Jindal Stainless, SAIL and other stainless steel makers got a reprieve from cheap imports of the alloy as government on Friday re-imposed anti-dumping duties of 4.6-57.39% on specified cold-rolled flat products for five years. Anti-dumping duties had existed on these products until April, 2015.
The Central Board of Excise and Customs (CBEC) imposed the duties again on the recommendation of Directorate General of Anti-dumping and Allied Duties (DGAD). “The dumping is likely to continue and the performance of the domestic industry is likely to deteriorate, should the present anti-dumping duty is revoked, and has recommended the imposition of definitive anti-dumping duty on imports…,” DGAD said in its finding.
Earlier in June this year, the government had imposed anti-dumping duty on certain category of HR flat products of stainless steel having a width of 600-1,250 mm originating from China, Malaysia and Korea in the range between $108/tonne and $ 316 a tonne.
The new duties are on cold rolled flat products with width of 600-1,250 mm.
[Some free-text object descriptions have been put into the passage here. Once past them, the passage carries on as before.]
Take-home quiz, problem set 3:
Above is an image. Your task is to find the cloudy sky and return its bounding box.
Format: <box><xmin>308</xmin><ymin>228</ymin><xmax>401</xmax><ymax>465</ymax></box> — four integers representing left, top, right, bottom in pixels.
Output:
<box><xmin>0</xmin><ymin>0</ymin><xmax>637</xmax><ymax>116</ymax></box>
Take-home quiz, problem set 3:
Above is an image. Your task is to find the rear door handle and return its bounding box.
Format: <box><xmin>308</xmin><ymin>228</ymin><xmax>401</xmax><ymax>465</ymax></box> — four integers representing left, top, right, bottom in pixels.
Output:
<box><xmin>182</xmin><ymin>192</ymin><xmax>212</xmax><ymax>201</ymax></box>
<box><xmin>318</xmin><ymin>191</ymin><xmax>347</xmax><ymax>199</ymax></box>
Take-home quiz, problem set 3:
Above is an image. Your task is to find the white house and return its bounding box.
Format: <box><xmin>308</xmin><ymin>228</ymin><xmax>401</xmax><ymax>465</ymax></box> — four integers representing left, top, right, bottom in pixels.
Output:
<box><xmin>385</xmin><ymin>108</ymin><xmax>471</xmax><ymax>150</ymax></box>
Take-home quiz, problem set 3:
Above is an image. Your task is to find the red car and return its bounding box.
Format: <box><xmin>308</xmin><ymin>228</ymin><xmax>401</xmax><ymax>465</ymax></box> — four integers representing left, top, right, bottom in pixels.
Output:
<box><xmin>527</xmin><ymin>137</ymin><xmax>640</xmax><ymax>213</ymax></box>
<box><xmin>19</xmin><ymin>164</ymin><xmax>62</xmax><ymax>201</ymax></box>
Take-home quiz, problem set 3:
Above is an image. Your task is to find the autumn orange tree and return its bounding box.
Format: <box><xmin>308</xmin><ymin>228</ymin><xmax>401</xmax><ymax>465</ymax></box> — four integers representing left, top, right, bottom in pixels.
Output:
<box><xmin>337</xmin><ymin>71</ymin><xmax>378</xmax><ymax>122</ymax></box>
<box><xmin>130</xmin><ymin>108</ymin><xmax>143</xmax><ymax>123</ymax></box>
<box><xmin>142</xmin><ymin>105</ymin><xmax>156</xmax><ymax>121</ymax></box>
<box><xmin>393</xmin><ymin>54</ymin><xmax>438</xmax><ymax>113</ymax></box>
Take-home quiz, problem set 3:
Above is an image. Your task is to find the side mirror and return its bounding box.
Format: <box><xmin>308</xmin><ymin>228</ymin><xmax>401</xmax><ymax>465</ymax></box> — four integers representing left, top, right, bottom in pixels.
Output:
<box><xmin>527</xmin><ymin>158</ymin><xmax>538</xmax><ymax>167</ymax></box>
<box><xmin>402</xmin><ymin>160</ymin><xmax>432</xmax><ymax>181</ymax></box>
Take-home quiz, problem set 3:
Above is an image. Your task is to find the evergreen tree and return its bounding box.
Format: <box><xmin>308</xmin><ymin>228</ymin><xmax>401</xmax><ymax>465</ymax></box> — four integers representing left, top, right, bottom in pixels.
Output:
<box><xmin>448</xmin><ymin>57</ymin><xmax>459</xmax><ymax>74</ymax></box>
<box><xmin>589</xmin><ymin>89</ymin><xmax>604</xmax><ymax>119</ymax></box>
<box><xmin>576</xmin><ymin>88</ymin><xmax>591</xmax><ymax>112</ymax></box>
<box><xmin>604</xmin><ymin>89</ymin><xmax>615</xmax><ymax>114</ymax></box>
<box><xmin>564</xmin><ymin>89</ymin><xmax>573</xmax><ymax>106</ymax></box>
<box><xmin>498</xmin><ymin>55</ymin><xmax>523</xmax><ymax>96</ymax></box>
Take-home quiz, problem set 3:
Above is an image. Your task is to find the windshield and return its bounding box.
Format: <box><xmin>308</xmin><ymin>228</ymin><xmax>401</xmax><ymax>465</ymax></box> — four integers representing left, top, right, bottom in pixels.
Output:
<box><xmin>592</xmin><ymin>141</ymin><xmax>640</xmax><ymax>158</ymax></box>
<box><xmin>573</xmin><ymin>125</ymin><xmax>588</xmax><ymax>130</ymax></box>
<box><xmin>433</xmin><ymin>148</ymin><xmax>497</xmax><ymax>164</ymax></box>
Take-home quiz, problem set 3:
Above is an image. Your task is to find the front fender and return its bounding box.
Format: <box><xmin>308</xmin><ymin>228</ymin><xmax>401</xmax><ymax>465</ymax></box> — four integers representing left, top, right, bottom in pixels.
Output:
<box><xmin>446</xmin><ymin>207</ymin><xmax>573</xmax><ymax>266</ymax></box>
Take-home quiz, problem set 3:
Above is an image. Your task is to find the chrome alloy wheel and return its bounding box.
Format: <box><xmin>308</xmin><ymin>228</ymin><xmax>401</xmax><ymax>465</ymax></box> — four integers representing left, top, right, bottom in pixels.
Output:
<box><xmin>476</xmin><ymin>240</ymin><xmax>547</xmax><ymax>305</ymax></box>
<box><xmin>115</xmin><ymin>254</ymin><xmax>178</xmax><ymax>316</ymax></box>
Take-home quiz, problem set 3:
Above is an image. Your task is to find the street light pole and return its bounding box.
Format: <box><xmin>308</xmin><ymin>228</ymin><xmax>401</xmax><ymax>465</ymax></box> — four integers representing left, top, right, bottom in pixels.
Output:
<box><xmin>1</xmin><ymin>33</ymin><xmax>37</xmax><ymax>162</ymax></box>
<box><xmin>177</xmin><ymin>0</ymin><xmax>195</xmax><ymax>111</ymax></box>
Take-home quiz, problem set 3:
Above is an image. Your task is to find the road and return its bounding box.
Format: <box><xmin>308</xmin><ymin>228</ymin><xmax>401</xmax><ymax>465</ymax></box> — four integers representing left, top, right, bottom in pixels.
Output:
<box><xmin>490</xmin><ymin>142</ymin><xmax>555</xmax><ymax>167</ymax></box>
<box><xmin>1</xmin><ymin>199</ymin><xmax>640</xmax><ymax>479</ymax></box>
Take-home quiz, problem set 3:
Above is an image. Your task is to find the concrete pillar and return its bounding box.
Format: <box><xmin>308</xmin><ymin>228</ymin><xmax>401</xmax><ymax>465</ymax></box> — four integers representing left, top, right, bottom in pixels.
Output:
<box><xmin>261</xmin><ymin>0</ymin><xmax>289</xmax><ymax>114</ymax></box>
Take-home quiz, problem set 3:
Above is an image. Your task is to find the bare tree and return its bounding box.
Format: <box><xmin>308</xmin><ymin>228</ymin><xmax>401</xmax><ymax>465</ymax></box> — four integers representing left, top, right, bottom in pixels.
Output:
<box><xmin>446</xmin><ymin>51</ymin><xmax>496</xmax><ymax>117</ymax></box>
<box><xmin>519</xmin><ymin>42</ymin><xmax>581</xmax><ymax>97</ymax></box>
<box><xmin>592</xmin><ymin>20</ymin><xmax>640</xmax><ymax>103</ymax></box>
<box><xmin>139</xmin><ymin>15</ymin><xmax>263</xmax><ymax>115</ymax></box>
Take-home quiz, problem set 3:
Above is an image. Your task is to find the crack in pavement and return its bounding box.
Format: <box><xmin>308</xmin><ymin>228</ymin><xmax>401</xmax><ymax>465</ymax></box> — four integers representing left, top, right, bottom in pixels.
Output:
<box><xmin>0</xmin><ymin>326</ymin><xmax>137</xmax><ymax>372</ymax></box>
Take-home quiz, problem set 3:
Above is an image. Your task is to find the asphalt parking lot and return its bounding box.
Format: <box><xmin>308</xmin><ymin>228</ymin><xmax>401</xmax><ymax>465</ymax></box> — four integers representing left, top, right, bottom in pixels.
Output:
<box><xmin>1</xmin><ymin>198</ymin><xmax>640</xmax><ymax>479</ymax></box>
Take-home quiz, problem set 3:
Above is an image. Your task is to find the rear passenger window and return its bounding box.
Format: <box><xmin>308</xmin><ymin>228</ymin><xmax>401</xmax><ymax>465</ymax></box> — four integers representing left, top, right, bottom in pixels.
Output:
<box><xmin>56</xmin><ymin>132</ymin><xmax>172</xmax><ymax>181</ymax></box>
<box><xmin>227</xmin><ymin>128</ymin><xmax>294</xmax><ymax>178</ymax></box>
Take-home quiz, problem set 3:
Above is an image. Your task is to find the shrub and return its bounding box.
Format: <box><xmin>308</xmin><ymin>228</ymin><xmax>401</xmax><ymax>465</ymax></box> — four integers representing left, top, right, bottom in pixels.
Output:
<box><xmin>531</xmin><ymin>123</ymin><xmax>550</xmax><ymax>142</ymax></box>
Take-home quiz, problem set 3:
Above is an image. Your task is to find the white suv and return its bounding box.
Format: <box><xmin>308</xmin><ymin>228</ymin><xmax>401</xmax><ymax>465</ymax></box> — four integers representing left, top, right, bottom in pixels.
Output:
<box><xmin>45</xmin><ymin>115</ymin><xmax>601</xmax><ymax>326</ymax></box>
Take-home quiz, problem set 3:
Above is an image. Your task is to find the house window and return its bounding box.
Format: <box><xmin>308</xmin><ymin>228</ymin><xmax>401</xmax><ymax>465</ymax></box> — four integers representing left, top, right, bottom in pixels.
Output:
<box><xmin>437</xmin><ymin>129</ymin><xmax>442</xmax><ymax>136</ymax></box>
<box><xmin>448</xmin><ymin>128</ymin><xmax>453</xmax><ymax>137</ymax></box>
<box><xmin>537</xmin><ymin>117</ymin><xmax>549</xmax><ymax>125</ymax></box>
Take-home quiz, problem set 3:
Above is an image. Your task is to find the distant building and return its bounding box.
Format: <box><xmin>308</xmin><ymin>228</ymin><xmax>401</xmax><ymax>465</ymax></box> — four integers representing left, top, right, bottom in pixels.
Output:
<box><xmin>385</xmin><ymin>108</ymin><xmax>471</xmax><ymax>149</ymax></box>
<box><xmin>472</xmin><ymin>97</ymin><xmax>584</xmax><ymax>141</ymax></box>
Industry said the definition of the products under the new levy left a vast scope for circumvention. “The duty extension will have only a limited impact as circumvention will continue to take place till the time the government takes a stern action after carrying out a through anti-circumvention investigation. The width limit should be removed,” said a Jindal Stainless spokesperson.
Imports of stainless steel have nearly doubled in the last four years to 2014-15 at 4.59 lakh tonnes. Cold rolled flat products of stainless steel constitute nearly 75% of the total imports.
The anti-dumping duty will be 57.39% on the imports from China, 5.39 to 13.44% from South Korea, 15.93% from Chinese Taipei, 9.47% from the US, 29.41 to 52.56 % from the European Union, 4.58-5.39% from Thailand and 12.34 to 36.91% from South Africa.